Purge de Sofi Oksanen1992, Estonie occidentale. Le ballot gisait au même endroit sous les bouleux, Aliide s’approcha sans le quitter des yeux, en alerte.  Le ballot était une fille.  Boueuse, loqueteuse et malpropre, une fille quand même, mais elle n’était pas d’ici. Cette fille, Zara, était en fuite, leurrée par les promesses de l’ouest : elle partirait, et ramènerait une valise pleine de dollars, elle se paiera des études, qu’elle serait médecin en moins de deux. Mais l’Ouest avait d’autres plans pour notre jeune fille, des boucles de ceintures qui se défont, des braguettes se dézippent, un monde jusque-là insoupçonné de violence s’installe maintenant chez la jeune prostituée.  Elle cache une photo, deux jeunes filles assises côte à côte et regardait fixement l’objectif, portant sur le haut de leur robe des insignes des jeunesses rurales, deux sœurs, Aliide et Ingel, sa grand-mère. 

1936, Estonie occidentale, le dimanche, après l’église, Aliide et Ingel avaient l’habitude d’aller se promener au cimetière pour rencontrer des connaissances et reluquer les garçons, minauder aussi loin que le permettaient les limites de la décence. Les deux jeunes filles feront la connaissance de ce jeune et beau paysan estonien Hans Pekk. 

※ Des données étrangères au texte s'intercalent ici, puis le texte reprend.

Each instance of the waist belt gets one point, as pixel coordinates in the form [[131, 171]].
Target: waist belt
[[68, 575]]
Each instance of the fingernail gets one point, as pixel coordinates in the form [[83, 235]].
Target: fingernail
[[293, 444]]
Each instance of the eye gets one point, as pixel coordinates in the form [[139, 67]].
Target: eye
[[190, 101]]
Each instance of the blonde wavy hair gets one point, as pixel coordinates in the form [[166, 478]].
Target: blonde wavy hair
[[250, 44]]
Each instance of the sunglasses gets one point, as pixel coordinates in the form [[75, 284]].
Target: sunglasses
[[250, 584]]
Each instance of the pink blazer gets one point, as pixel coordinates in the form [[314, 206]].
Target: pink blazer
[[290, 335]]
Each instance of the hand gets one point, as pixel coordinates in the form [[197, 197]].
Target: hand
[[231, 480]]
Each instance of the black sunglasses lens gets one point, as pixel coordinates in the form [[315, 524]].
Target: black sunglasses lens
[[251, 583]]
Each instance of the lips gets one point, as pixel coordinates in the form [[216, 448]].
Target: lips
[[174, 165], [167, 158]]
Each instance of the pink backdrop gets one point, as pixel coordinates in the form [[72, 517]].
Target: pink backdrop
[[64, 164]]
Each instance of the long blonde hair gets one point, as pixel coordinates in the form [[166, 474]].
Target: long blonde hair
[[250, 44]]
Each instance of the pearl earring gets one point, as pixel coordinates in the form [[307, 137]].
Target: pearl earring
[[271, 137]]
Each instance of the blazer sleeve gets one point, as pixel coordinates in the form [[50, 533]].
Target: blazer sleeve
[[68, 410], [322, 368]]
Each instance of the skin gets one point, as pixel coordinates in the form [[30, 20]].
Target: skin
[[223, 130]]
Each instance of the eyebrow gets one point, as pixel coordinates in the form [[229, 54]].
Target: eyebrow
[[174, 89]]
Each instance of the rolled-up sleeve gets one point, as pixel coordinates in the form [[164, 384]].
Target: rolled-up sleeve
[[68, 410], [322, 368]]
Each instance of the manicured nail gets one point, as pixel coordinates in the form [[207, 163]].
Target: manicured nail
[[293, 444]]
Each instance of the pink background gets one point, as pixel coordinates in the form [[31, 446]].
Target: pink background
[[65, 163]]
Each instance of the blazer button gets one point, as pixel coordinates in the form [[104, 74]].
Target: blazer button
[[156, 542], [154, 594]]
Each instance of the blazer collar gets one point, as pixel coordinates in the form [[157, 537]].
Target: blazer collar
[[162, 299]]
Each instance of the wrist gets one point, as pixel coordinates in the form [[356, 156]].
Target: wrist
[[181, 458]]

Avec une plume des plus descriptives, une construction «flash-back», lentement on découvre le terrible secret inavouable qui hante cette maison délabrée sur cette ferme isolée. Un roman aux multiples dimensions, deux femmes, deux générations, une violence inouïe, masculine, gratuite. Une fresque historique, un pays victime de plusieurs invasions «Tout se répétait.  Même si le rouble avait été remplacé par des couronnes, si les avions militaires volaient moins au-dessus de la tête et si les voix des femmes d’officiers avaient baissé d’un ton, il venait toujours de nouvelles bottes, semblables ou différentes, mais qui avaient la même façon de marcher sur la gorge.» 

Prix Fémina étranger, Prix Fnac 2010, ce roman s’appelle Purge. Mais il paraît qu’en finnois, la langue de l’auteur, ce mot n’a aucunement le sens – d’ailleurs vieilli – de punition. « Puhdistus, c’est tout ce qui est lié à l’action de nettoyer, explique  Sofi Oksanen.  Nettoyer, lave, épurer, désinfecter… mais aussi purifier ethniquement, purger au sens de Staline… »  Un roman mémorable.